389-BR-002 - severity: medium
| Field | Value |
|---|---|
| Control ID | 389-BR-002 |
| Severity | medium |
| Type | corrective |
| Owner | IT Operations |
| Status | authored |
| NIST 800-53 | CP-6, CP-9 |
| DISA SRG | SRG-APP-000516 |
Rationale¶
On-host backups are lost along with the host in the scenarios where recovery is most urgent: a catastrophic hardware failure, a fire or flooding event at the primary site, or a ransomware attack that encrypts or deletes all data on the host including its backup directory. Storing a backup on the same host or even the same physical site as the primary directory server creates a single point of failure in the recovery chain - the backup and the system it is meant to recover are destroyed together. An encrypted offsite copy breaks this dependency, ensuring that total loss of the primary site does not also eliminate the ability to recover. Encryption is mandatory, not optional: directory data typically includes credential hashes, group memberships, and sensitive personal attributes, meaning an unencrypted offsite copy is a liability equal in severity to leaving the database file world-readable. NIST SP 800-53 CP-6 requires an alternate storage site for backup information, and CP-9 requires protecting backup copies including at alternate storage sites.
Check¶
Confirm backups are copied to encrypted offsite storage.

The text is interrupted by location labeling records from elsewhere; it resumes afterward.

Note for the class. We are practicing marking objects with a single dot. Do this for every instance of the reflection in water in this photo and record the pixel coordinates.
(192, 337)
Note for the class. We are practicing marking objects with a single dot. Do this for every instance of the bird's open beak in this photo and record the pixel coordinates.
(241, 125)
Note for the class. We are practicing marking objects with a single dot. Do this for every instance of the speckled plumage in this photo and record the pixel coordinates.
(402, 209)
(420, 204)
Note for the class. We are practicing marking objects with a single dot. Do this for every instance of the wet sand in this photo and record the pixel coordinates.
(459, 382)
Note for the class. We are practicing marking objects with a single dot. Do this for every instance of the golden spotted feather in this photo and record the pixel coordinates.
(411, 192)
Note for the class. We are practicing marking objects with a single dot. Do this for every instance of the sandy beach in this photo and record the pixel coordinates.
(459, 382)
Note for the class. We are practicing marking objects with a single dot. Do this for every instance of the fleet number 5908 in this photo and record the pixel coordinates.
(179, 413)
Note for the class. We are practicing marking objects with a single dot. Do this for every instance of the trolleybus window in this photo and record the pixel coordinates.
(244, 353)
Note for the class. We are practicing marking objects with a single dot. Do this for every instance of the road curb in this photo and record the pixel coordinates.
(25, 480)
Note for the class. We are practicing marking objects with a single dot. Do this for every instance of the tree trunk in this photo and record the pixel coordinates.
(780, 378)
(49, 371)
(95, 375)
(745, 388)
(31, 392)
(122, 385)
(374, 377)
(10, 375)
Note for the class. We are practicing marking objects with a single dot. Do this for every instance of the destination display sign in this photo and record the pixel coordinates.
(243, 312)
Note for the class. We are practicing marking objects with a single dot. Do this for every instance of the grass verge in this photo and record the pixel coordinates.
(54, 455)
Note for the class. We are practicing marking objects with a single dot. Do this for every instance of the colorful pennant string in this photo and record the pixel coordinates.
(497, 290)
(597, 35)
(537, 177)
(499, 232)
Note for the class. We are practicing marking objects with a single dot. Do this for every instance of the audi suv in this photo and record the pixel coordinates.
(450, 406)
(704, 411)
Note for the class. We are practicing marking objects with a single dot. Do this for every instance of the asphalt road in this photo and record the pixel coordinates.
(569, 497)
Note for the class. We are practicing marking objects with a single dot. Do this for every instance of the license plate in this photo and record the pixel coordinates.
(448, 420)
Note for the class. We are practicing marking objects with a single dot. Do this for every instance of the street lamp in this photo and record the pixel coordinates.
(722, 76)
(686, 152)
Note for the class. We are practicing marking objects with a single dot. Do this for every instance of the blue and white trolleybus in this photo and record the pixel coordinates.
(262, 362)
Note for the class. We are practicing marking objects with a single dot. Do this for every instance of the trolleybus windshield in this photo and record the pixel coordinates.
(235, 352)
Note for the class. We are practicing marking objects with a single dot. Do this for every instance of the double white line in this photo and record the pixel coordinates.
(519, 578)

ls -l <offsite_backup_path>
Remediation¶
Replicate backups to encrypted offsite storage on a schedule.
# Sync the local backups to encrypted offsite storage on a schedule, e.g.:
rsync -a --delete /var/lib/dirsrv/slapd-<instance>/bak/ <offsite_host>:<offsite_backup_path>/
# ensure the destination is encrypted at rest and access-controlled
References¶
Implementation Notes¶
Replace <offsite_host> and <offsite_backup_path> with the coordinates of
your offsite receiver (object storage bucket, secondary datacenter host, etc.).
For cloud destinations, prefer a storage-native sync tool (e.g., aws s3 sync,
gsutil rsync) over rsync with appropriate server-side encryption enabled.
The rsync example uses --delete to mirror the source; omit that flag if you
need to retain historical backup archives at the destination independently of
the local retention window.
Restrict access to the offsite location using least-privilege credentials separate from those used by the directory server itself. Schedule the sync immediately after each successful backup. Offsite storage does not replace restore testing - verify that offsite archives can actually be retrieved and restored (389-BR-001).